Uma viagem musical excecional

Na sua 19ª edição, o Monte-Carlo Jazz Festival convida-o para uma viagem musical extraordinária que ultrapassa fronteiras e géneros. O cartaz deste ano promete ser uma mistura eclética de talentos emergentes e de lendas consagradas.

O festival abre tradicionalmente com os jovens prodígios da Académie Rainier III, antes de acolher uma série de artistas excepcionais: a voz fascinante de Gabi Hartmann, a homenagem mágica de Ibrahim Maalouf a Oum Kalthoum, o génio do baixo Stanley Clarke e a espiritualidade do Harlem Gospel Choir.

As noites seguintes levarão o público dos ritmos caribenhos de Monty Alexander ao trip-hop de culto de Morcheeba, da elegância de Rhoda Scott à alma reinventada de Michel Jonasz. O festival culminará com a poesia de Les Egarés e a intensidade de Asaf Avidan.

Uma conferência sobre as ligações entre o jazz e o cinema enriquecerá igualmente esta festa musical única na Riviera.

Jazz, um evento artístico de inverno

O Festival de Jazz de Monte-Carlo realiza-se sempre em novembro. Este mês, escolhido pelo fundador do festival, não é uma coincidência.
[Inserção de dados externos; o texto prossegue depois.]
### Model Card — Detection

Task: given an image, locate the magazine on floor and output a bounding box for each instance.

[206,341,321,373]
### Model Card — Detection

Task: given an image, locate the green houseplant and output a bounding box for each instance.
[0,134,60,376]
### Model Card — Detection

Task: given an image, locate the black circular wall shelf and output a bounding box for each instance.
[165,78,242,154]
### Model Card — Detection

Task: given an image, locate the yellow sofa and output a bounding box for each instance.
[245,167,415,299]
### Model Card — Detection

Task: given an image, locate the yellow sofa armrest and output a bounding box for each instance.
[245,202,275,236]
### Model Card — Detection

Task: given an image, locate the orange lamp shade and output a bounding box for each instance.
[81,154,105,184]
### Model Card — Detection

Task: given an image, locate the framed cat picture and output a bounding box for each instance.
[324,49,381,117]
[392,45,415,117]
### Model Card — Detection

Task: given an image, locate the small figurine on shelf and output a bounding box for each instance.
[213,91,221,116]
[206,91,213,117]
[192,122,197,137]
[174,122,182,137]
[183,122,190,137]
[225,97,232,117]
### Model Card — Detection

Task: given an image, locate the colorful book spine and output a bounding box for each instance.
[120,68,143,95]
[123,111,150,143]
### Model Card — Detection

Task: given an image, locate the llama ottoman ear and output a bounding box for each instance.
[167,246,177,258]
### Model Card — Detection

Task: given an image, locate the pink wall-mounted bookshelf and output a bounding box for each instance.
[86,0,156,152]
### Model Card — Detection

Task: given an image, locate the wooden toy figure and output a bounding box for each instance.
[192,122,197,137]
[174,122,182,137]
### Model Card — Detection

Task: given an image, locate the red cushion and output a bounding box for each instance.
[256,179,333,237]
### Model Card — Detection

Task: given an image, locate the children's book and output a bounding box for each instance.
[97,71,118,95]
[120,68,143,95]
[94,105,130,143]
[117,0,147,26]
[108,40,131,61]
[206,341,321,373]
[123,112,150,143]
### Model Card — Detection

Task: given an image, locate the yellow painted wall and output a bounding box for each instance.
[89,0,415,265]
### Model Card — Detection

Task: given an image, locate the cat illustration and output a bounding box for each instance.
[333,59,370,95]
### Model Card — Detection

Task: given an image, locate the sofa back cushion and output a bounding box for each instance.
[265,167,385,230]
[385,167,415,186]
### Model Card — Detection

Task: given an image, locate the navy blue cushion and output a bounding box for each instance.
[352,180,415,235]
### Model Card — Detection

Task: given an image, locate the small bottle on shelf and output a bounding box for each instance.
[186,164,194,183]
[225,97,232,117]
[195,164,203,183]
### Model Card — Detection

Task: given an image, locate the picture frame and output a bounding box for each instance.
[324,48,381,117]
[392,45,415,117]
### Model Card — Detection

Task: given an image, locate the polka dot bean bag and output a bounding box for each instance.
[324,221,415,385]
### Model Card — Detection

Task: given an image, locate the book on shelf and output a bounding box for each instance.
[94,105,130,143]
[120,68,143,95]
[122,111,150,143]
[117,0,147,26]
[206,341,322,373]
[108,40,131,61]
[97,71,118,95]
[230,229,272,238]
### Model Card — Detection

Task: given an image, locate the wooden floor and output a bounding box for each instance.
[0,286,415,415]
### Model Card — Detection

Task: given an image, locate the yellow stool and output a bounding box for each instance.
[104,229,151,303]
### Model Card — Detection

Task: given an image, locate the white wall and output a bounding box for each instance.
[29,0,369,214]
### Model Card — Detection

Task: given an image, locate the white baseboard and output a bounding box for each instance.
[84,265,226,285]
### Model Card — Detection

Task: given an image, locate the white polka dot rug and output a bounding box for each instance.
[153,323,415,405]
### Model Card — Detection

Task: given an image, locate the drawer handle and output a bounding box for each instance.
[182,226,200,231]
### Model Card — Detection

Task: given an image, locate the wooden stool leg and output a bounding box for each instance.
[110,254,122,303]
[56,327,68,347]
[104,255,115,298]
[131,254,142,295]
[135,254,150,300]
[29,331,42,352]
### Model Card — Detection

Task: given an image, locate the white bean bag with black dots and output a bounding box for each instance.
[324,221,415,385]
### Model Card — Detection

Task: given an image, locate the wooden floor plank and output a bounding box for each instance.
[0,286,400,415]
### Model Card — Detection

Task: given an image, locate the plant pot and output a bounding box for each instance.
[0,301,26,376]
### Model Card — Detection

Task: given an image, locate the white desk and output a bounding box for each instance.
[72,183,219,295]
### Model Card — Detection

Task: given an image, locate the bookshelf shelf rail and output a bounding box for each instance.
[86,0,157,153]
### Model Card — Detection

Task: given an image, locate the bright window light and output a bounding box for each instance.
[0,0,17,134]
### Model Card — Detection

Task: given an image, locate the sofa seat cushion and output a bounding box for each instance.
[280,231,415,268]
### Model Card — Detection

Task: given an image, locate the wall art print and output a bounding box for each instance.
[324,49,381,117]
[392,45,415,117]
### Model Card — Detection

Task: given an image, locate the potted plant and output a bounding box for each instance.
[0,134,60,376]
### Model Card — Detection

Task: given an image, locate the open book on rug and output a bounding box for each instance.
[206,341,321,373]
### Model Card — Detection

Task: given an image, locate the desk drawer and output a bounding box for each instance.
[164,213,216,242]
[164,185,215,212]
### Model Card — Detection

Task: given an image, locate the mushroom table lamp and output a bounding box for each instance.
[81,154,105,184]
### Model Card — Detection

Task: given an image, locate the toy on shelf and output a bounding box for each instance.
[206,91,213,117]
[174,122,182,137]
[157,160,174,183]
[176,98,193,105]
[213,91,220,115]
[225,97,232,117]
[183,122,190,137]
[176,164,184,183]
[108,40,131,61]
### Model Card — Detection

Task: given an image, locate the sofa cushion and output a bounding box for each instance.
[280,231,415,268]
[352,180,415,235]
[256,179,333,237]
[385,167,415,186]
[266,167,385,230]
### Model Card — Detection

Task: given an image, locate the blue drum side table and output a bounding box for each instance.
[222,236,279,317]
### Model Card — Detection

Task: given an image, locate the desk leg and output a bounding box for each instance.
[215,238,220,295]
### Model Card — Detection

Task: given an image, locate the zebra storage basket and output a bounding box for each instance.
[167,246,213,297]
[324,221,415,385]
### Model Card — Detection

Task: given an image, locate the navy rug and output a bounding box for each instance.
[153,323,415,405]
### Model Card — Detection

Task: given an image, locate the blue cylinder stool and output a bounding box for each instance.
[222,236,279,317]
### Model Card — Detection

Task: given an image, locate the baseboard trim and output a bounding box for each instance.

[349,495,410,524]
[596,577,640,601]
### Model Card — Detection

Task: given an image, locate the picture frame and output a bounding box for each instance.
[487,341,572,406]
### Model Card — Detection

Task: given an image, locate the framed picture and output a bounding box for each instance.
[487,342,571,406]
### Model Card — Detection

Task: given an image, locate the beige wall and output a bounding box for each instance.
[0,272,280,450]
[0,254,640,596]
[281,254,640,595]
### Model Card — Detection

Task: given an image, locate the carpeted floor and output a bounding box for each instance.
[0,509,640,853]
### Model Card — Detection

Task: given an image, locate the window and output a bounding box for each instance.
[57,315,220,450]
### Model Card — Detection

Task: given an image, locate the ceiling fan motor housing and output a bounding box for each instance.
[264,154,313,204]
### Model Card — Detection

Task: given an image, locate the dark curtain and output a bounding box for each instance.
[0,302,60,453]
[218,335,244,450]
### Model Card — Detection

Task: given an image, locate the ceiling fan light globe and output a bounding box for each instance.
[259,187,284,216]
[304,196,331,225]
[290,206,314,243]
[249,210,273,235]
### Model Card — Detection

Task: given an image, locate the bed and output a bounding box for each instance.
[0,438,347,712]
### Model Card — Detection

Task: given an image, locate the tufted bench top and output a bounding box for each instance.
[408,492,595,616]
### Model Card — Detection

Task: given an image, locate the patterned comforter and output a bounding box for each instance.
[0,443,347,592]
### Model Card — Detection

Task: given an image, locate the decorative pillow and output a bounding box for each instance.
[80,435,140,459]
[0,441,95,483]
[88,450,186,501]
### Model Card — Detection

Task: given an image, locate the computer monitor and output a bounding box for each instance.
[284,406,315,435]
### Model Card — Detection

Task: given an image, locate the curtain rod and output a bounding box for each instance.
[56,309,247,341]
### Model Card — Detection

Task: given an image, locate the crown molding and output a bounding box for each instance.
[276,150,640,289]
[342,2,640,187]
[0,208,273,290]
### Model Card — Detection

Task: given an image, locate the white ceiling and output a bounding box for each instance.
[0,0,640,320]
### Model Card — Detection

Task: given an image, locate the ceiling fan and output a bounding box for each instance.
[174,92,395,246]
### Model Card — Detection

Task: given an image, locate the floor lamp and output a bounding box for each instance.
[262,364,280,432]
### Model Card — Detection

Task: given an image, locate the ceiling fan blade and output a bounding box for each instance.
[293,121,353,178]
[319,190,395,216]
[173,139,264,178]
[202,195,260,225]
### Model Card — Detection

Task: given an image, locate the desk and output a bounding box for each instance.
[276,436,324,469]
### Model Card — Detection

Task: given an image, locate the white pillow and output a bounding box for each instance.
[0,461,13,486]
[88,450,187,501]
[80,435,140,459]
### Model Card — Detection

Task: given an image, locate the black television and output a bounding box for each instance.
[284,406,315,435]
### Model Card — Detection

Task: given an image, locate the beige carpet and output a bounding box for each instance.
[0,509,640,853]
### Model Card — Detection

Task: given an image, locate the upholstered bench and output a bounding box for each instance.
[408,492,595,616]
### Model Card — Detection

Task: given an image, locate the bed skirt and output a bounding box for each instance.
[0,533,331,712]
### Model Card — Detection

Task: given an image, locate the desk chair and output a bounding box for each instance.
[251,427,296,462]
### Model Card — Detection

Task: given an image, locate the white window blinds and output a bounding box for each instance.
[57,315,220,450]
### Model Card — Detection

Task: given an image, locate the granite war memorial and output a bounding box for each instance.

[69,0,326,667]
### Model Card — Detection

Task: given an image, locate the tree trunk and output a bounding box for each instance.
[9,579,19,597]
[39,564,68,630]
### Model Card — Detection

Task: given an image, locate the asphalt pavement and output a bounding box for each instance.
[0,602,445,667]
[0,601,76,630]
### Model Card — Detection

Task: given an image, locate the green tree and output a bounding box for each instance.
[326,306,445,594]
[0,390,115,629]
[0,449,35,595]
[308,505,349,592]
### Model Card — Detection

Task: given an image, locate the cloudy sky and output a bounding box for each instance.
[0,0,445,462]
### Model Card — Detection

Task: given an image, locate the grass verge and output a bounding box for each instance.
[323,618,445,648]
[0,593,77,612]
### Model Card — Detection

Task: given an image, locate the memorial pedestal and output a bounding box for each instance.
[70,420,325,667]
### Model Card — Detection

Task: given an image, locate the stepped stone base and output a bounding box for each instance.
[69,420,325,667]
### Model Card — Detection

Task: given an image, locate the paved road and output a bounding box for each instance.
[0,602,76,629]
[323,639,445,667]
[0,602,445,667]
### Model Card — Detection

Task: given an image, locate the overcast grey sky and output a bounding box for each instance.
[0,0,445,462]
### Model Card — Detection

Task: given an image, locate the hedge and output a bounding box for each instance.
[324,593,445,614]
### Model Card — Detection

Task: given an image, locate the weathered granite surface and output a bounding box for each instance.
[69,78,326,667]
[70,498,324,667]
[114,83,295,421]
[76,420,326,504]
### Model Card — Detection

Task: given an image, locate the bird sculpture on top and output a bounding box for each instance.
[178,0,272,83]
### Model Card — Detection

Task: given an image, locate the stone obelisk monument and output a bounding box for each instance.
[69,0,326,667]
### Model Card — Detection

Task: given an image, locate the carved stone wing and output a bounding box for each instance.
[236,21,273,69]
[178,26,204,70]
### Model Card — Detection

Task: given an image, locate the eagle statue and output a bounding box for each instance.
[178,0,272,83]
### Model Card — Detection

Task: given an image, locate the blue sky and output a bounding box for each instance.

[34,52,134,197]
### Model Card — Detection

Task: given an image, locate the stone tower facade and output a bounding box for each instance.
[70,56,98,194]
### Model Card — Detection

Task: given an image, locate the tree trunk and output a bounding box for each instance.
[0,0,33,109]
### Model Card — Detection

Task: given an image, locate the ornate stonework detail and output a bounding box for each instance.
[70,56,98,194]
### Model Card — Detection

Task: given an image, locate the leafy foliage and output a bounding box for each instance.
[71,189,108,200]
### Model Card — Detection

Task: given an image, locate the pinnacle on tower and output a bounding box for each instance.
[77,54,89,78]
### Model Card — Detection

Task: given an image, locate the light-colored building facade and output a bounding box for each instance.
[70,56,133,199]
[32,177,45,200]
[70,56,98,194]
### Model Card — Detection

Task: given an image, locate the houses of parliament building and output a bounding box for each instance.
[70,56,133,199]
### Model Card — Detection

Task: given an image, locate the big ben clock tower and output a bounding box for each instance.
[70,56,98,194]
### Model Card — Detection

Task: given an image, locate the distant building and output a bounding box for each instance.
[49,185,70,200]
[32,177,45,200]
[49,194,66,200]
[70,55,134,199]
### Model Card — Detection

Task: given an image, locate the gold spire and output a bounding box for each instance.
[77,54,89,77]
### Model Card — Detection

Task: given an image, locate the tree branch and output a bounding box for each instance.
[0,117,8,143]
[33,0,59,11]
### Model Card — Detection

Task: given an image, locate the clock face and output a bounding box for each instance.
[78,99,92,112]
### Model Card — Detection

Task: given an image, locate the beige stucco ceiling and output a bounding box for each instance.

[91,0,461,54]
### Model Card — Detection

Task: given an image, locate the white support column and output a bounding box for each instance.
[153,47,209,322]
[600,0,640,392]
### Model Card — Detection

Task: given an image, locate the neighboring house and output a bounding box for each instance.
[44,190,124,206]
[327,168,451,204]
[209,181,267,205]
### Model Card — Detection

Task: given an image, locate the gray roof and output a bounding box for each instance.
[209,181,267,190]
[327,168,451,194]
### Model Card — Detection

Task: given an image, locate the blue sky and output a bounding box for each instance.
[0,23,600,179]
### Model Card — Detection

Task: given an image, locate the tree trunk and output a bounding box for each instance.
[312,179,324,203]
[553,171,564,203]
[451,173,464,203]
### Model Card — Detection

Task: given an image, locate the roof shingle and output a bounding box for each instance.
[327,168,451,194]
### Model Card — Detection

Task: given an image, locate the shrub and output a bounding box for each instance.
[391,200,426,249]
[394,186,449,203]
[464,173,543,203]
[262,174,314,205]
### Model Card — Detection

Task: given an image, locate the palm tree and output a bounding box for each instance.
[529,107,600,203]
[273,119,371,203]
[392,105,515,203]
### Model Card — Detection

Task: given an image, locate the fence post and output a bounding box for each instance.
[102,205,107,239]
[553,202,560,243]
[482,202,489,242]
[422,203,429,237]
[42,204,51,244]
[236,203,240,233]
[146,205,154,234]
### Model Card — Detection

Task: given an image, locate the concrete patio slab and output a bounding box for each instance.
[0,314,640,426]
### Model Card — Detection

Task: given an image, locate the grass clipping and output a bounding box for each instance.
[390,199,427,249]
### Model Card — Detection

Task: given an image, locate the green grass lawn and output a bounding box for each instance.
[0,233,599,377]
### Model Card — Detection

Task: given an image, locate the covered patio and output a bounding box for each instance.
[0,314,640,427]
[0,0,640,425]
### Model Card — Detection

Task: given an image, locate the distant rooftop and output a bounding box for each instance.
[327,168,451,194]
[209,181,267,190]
Ele queria um evento que complementasse a temporada artística da Salle Garnier, que carecia de um evento de inverno no Principado e de um festival dedicado a esta música.

A ideia era utilizar um local invulgar para celebrar uma música tão contemporânea como o jazz e o rock.

Desde a sua criação, mais de uma centena dos maiores nomes do jazz actuaram na Opéra Garnier, incluindo : Herbie Hancock, Gregory Porter, Chick Corea, Diana Krall, Sonny Rollins e Mélody Gardot.

Um trampolim

Este festival é um verdadeiro trampolim para os artistas menos conhecidos se darem a conhecer ao grande público.

Muitos deles tornaram-se verdadeiras estrelas do jazz, como Avishai Cohen, Raoul Midon, Roy Hargrove ou Esperanza Spalding.
Sem esquecer o trompetista Ibrahim Maalouf, que foi descoberto no Monte-Carlo Jazz Festival em 2012 e actuou em Bercy em 2016.

Aberto a outras músicas

Para atrair um público mais vasto, os programadores incluem no seu festival artistas que têm pouca ou nenhuma ligação com o jazz. O seu objetivo? Democratizar o jazz. O Festival está aberto a todas as tendências musicais, mantendo o seu ADN.
No passado, cantores como David Hallyday, Christophe e o quebequense Robert Charlesbois actuaram no Principado durante o festival.